Packaging firm Tetra Pak has announced plans to power its industrial equipment using renewable thermal energy, following the signing of a partnership with Absolicon, a Swedish solar company.

According to Tetra Pak, the agreement will see it adopt a scalable solar thermal module that can be integrated with current and new UHT lines, thereby enabling a range of decarburization options.

It added that its UHT processing line for high temperature sterilization of dairy products is the ‘first solution to be offered together with a scalable solar thermal supply’, noting that this has the potential to reduce the use of fossil fuels by up to 40%.

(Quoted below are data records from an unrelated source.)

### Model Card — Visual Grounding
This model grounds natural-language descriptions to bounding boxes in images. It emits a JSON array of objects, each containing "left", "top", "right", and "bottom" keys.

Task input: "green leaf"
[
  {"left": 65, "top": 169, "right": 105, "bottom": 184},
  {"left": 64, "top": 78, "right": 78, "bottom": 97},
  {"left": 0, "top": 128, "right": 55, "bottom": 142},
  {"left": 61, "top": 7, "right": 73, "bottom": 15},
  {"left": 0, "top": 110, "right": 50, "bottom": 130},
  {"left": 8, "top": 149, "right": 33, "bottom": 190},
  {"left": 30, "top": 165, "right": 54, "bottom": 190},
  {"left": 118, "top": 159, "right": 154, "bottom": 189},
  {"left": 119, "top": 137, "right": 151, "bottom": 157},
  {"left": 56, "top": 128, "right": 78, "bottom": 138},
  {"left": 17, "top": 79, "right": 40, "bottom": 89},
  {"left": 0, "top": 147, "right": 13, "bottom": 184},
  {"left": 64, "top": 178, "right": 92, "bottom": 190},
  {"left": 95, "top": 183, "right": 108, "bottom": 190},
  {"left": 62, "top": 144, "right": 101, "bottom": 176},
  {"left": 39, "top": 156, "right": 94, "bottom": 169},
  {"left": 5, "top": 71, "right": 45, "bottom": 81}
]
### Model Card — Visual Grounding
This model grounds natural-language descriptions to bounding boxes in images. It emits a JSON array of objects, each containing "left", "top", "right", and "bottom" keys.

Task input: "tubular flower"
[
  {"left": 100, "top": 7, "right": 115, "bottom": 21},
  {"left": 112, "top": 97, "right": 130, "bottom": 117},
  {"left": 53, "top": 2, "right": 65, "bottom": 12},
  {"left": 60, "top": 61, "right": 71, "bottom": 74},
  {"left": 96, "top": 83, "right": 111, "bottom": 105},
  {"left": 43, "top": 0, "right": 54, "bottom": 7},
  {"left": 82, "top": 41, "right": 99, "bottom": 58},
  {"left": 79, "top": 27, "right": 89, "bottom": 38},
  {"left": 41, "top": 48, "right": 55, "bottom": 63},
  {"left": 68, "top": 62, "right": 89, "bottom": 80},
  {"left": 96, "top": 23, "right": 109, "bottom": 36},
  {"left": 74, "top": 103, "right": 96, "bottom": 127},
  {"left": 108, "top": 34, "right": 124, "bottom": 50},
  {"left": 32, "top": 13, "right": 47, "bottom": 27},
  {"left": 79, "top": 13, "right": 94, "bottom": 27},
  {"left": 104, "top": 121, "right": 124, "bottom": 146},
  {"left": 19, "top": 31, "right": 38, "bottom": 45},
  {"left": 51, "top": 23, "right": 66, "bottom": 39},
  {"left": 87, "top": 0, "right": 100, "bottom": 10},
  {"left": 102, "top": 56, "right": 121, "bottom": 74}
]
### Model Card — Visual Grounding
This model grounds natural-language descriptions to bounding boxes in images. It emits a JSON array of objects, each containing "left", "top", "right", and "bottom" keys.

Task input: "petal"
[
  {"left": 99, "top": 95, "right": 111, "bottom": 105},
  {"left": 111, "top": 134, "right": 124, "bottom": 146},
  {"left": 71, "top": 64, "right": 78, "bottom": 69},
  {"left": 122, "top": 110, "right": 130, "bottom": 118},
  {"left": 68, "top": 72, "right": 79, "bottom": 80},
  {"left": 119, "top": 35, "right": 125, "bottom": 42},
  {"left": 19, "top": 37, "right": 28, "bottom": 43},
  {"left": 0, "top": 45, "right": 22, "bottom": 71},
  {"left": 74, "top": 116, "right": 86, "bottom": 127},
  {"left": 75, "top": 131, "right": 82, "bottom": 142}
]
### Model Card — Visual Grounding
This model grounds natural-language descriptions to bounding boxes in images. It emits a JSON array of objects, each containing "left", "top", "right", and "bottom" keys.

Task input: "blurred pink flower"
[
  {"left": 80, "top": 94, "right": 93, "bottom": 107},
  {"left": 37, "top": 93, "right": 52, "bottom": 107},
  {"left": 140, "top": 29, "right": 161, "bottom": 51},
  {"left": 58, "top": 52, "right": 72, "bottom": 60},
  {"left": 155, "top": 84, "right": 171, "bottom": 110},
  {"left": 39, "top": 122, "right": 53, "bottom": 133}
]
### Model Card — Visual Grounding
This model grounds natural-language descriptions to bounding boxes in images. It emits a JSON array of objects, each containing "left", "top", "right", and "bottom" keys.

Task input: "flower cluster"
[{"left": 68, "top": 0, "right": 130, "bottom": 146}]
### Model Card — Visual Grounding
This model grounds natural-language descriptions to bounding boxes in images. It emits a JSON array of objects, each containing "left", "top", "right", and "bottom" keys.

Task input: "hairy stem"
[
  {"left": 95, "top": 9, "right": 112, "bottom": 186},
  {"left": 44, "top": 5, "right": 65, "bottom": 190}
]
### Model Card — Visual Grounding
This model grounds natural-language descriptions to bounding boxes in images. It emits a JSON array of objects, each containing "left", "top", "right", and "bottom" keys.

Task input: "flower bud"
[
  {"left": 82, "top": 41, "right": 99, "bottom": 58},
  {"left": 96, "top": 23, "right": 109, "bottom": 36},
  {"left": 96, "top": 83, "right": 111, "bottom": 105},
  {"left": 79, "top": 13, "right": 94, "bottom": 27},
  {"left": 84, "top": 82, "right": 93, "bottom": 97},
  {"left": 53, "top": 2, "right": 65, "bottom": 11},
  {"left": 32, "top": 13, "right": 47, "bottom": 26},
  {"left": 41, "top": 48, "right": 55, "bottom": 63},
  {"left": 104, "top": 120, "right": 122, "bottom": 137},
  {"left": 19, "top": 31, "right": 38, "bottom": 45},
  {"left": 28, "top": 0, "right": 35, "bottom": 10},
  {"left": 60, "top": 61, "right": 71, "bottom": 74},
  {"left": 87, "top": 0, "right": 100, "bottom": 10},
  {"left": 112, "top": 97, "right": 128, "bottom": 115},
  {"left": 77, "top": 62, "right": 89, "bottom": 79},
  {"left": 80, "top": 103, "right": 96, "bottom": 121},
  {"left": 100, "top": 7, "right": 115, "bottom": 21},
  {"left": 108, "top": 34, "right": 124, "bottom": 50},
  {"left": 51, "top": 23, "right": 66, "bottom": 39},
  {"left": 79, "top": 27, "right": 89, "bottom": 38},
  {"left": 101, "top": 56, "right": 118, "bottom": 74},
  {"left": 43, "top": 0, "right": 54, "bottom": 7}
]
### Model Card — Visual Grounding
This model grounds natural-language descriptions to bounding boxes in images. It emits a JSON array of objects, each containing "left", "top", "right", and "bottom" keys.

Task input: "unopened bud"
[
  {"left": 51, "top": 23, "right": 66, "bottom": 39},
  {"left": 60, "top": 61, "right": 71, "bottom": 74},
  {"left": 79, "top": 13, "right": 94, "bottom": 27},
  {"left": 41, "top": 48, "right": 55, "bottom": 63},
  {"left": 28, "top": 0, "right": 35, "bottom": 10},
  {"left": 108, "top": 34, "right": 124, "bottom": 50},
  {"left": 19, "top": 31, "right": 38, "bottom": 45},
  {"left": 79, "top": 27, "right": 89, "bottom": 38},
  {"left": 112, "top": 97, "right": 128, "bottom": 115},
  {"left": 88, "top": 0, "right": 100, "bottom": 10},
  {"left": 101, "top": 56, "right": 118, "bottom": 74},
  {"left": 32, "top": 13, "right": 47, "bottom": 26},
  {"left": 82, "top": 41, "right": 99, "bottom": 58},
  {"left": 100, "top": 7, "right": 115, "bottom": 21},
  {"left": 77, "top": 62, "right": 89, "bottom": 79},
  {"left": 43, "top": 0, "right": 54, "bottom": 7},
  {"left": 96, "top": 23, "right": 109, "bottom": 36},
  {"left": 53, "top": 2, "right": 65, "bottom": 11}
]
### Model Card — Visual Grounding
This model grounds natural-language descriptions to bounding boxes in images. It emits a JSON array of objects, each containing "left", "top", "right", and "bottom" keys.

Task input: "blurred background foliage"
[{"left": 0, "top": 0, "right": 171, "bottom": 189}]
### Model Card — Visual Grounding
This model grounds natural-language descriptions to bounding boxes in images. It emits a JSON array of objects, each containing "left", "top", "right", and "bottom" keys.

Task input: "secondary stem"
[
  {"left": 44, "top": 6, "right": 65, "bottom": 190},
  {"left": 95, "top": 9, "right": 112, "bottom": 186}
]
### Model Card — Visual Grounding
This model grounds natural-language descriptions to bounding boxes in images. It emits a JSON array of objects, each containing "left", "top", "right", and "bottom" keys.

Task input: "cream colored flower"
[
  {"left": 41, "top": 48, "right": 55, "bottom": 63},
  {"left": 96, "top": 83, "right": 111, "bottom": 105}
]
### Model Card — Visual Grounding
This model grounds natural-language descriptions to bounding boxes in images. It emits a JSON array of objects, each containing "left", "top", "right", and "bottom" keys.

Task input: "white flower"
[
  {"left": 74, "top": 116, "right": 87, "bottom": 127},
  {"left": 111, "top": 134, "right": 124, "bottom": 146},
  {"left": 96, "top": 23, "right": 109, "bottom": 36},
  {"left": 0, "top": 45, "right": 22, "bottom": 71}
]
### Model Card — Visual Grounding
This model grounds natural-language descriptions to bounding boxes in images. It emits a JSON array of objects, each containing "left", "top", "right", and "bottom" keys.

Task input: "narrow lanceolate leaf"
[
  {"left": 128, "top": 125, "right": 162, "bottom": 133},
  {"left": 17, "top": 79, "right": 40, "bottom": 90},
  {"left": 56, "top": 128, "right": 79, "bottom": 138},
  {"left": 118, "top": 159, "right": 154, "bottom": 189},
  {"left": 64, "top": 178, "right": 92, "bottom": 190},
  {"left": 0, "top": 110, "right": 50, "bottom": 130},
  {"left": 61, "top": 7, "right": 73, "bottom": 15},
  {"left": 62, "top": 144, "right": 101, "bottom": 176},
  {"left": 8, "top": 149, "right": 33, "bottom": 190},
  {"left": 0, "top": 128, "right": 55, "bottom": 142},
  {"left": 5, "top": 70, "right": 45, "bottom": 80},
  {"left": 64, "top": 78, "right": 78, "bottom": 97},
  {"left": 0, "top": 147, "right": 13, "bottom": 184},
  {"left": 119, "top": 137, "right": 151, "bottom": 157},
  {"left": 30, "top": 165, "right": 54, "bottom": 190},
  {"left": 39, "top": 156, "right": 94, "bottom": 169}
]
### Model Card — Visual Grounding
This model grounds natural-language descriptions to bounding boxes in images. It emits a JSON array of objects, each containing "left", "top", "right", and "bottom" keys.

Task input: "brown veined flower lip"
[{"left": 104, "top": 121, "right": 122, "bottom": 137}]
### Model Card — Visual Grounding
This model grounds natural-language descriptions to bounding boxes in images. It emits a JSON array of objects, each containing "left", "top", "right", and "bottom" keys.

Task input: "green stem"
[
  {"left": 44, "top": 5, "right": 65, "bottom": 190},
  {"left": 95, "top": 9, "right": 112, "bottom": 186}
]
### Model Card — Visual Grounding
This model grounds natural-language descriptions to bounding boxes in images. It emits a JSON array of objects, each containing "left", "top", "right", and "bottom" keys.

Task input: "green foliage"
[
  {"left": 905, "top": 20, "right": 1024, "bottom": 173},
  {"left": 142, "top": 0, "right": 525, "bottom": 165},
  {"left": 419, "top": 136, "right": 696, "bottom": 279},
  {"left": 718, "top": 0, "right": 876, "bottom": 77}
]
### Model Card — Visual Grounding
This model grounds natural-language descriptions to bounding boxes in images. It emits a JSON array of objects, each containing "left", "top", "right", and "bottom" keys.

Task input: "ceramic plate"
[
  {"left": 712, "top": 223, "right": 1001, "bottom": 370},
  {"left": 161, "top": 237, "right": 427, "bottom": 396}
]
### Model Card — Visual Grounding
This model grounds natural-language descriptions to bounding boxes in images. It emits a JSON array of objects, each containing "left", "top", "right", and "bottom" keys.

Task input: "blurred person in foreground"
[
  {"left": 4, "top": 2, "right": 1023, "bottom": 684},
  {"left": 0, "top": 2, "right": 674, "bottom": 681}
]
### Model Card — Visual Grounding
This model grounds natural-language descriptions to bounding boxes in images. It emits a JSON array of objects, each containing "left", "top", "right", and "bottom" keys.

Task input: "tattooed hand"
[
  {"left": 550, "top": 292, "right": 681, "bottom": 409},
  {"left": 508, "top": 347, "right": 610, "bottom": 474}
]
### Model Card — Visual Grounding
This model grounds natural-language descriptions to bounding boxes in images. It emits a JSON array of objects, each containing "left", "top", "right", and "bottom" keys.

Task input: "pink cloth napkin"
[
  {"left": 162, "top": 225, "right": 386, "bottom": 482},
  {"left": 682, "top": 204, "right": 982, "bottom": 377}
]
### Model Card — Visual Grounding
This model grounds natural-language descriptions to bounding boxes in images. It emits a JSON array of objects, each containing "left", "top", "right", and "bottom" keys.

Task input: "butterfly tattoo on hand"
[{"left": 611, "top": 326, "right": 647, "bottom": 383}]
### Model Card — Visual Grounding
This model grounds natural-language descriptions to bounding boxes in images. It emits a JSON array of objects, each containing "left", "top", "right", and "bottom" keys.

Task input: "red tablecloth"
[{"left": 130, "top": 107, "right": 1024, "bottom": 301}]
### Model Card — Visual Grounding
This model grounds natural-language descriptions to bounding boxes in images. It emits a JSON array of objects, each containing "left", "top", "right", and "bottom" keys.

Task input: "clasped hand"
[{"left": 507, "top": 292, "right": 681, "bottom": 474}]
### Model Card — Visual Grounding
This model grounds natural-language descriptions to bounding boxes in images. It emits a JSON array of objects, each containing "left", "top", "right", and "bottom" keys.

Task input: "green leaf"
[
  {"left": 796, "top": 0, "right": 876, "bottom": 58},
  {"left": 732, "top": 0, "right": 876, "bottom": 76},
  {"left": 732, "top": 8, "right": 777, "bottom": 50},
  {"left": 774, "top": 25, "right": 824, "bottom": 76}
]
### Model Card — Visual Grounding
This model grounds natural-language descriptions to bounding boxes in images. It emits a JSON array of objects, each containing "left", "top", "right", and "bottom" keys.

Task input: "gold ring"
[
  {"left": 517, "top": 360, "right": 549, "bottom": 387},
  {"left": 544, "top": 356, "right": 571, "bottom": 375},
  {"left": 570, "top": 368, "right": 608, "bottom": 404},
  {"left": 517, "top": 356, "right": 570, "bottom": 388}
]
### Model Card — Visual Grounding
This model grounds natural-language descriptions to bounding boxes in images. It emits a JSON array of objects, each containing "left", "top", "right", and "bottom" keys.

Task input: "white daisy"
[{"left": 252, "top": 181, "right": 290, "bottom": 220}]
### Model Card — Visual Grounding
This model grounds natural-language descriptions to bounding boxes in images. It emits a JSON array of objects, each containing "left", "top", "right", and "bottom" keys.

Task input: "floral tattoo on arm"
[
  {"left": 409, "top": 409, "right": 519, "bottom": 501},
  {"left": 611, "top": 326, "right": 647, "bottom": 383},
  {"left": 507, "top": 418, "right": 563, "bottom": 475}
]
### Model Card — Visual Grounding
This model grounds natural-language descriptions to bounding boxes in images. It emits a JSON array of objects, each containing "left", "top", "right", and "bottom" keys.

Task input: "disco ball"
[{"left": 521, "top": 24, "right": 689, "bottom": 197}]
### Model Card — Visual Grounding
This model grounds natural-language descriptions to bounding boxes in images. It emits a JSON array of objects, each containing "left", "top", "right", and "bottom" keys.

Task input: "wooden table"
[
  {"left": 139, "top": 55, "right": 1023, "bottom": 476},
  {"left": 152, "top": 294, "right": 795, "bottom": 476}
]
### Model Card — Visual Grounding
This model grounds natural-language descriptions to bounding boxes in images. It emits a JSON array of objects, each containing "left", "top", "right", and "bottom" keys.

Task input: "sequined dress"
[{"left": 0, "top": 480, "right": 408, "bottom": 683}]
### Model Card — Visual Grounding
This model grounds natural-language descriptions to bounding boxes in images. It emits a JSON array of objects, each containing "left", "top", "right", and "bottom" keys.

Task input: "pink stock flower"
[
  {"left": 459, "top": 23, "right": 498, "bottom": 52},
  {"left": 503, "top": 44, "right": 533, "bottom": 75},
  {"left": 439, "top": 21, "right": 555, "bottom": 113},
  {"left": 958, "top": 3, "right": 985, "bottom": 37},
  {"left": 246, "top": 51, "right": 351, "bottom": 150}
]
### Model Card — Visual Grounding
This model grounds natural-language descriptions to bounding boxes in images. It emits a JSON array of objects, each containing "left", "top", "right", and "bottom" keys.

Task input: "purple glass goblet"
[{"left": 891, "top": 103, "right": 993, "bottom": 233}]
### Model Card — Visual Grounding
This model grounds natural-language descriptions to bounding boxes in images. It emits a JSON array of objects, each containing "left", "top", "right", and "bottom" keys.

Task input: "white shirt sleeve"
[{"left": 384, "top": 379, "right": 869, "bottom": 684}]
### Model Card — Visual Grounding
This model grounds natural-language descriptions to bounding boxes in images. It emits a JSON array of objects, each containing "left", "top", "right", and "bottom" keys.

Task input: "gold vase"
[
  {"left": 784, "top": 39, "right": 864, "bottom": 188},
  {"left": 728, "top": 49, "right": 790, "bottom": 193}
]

The first module is set to be installed during 2024, ahead of a potential worldwide rollout.

‘A Good Fit’

“We recently launched a new business solution called Factory Sustainable Solutions, where we help our customers optimize energy, water and CIP (Cleaning in Place) on a factory level,” commented Nicole Uvenbeck, director, Factory Sustainable Solutions & OEM Components, Tetra Pak commented.

“Absolicon’s solar thermal solutions are a good fit with this new Tetra Pak offering, as well as supporting our wider Net Zero Roadmap, where we have committed to reducing our value chain emissions and scaling decarbonisation solutions for our suppliers, customers and own operations. The collaboration with Absolicon is a positive step in this direction, providing Tetra Pak with a new and exciting avenue to support customers to reduce their energy demands by replacing fossil-derived energy with solar thermal solutions.”

Pioneering Move

Elsewhere, Joakim Byström, chief executive of Absolicon, described Tetra Pak as “pioneers” due to the company’s willingness to embrace sustainable thermal energy supplies.

“They have global access to the world’s food and beverage companies and can become a change driver for the sector’s transition from fossil fuels to renewable heat,” he noted.

According to Tetra Pak, the agreement is seen as a practical step in supporting the company’s goal of achieving net-zero Scope 3 emissions by 2050.